The final section on ‘animating with the expressive and performative arts’ provides approaches that ‘engage the rational mind and cognitive focus with the extrarational body, spirit, and emotion/feeling’ (p.290). Within this section there seems to be all manner of sociological, philosophical and psychological debate being underplayed. There are nevertheless some interesting and stimulating accounts offered that could be adopted and translated by the reader. In her discussion of storytelling, Nelson suggests that, ‘teachers and facilitators can use stories to help listeners gain emotional resiliency and teach people to find helpers in their lives to transcend adversity’ (p.219). Adair Nagata in the following chapter presents the practice of ‘bodymindfullness’, ‘a discovery made while engaged in a mindful inquiry’ (p.242). Von Emmel then describes the ‘Dreamscape’ method. In this, close engagements with transformative learning goals are evident, but the account of Dreamscape as a social project and open source group collaboration is widely accessible. Indeed, my aim to point to broad applications would be, I imagine, encouraged by von Emmel who suggests the Dreamscape tools ‘are not to be refied but remixed freely to suit the particular needs of a given situation’ (p.264). Williams’ final chapter presents a fascinating account of embodied transformative education from the ‘dual consciousness’ of a scholar-practitioner. I would highlight that all these chapters present a thorough account and offer insights and elements of practice that could be translated into a transformative learning process, or as an extension or nuance to ones own repertoire of teaching and learning practices.
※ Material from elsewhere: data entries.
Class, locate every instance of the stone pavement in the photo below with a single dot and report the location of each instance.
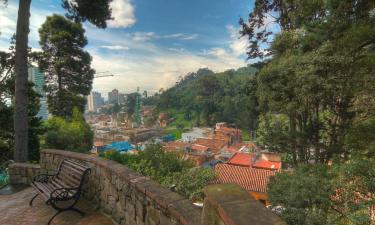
(15, 210)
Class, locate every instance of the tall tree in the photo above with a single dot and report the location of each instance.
(21, 100)
(322, 63)
(66, 64)
(96, 12)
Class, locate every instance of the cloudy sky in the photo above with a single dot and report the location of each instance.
(150, 43)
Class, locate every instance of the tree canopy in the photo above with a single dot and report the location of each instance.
(66, 64)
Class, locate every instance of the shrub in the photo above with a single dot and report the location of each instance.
(69, 134)
(167, 168)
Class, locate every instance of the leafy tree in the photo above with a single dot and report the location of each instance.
(304, 194)
(321, 194)
(66, 65)
(168, 168)
(7, 80)
(321, 62)
(96, 12)
(69, 134)
(205, 97)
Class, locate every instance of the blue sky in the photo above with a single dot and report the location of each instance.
(150, 43)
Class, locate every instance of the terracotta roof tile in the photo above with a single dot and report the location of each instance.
(199, 147)
(241, 159)
(263, 164)
(248, 178)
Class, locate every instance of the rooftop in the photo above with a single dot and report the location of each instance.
(15, 210)
(250, 179)
(241, 159)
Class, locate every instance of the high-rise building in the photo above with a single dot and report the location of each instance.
(122, 99)
(37, 77)
(113, 97)
(94, 101)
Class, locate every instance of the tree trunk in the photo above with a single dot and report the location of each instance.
(21, 84)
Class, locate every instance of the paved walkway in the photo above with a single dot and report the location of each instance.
(15, 210)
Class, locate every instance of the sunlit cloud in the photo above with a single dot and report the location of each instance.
(122, 13)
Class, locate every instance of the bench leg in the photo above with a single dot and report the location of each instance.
(78, 211)
(60, 211)
(31, 201)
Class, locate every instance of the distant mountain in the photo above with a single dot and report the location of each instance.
(205, 97)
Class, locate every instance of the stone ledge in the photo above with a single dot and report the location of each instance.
(169, 202)
(24, 165)
(234, 206)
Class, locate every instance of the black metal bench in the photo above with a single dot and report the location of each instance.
(63, 189)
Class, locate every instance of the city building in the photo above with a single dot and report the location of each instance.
(255, 181)
(195, 133)
(94, 101)
(37, 77)
(122, 99)
(113, 97)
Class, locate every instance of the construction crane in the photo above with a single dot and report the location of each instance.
(103, 74)
(106, 75)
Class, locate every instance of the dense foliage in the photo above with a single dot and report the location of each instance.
(66, 64)
(7, 93)
(205, 97)
(167, 168)
(316, 99)
(72, 134)
(319, 75)
(322, 195)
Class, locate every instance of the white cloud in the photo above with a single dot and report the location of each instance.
(143, 36)
(181, 36)
(8, 22)
(115, 47)
(146, 36)
(237, 44)
(122, 13)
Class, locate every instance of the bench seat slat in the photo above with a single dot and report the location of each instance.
(69, 181)
(75, 165)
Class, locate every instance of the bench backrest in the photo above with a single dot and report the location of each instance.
(71, 173)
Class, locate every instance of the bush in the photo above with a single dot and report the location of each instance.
(72, 135)
(167, 168)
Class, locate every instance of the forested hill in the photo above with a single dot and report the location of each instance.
(205, 97)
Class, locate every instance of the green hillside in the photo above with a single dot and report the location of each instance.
(204, 98)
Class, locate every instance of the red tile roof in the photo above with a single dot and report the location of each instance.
(214, 144)
(241, 159)
(248, 178)
(175, 145)
(199, 147)
(263, 164)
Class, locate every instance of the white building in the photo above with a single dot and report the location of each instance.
(195, 133)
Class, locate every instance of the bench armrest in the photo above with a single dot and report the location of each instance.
(63, 194)
(43, 177)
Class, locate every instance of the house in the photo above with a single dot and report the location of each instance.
(233, 135)
(175, 146)
(255, 181)
(242, 159)
(267, 165)
(195, 133)
(215, 145)
(256, 160)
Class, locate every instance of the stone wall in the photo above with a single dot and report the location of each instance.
(127, 196)
(132, 199)
(22, 173)
(229, 204)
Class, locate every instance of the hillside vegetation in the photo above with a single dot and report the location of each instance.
(205, 97)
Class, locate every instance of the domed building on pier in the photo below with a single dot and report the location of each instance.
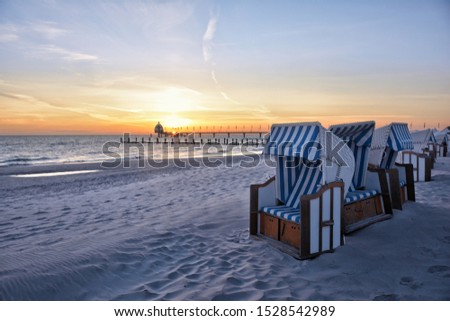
(159, 129)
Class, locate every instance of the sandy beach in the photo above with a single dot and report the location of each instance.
(182, 234)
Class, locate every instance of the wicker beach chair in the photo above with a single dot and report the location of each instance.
(387, 143)
(424, 142)
(368, 200)
(420, 156)
(299, 210)
(441, 143)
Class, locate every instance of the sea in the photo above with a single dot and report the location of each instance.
(41, 150)
(48, 150)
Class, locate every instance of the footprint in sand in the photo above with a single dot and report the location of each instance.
(440, 270)
(410, 282)
(386, 297)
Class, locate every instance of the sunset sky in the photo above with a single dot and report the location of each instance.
(80, 67)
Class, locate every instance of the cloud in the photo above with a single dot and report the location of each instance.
(48, 30)
(67, 54)
(208, 37)
(8, 33)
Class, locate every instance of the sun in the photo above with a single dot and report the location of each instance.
(174, 122)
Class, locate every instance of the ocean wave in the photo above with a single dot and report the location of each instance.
(25, 160)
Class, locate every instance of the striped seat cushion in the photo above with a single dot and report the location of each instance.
(359, 195)
(283, 212)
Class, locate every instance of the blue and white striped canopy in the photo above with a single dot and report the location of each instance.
(358, 137)
(358, 133)
(300, 140)
(387, 142)
(399, 137)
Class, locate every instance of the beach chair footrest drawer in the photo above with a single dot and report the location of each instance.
(269, 226)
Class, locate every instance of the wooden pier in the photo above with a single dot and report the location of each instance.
(217, 138)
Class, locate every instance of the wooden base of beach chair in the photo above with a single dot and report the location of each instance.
(280, 230)
(269, 226)
(320, 228)
(290, 233)
(403, 194)
(421, 164)
(410, 189)
(365, 210)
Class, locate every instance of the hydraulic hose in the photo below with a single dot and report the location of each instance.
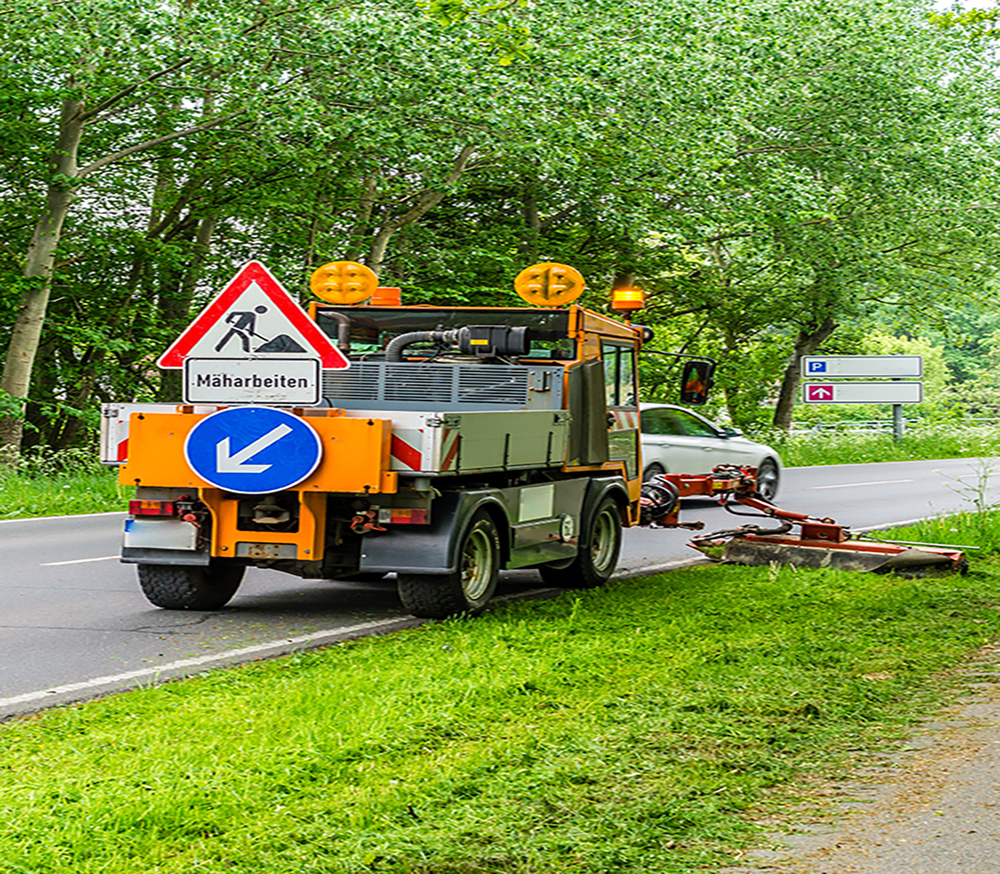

As with the introduction chapter and section summaries, the conclusion provides an excellent digest for the reader. In this respect, this volume is an important contribution to those working in the field, and also proves accessible for those unfamiliar, through well-documented studies and perspectives that could be adopted and adapted.
du Gay, P. (2007) Organizing Identity. London, SAGE.
Gauntlett, D. (2007) Creative Explorations: New approaches to identities and audiences. London, Routledge.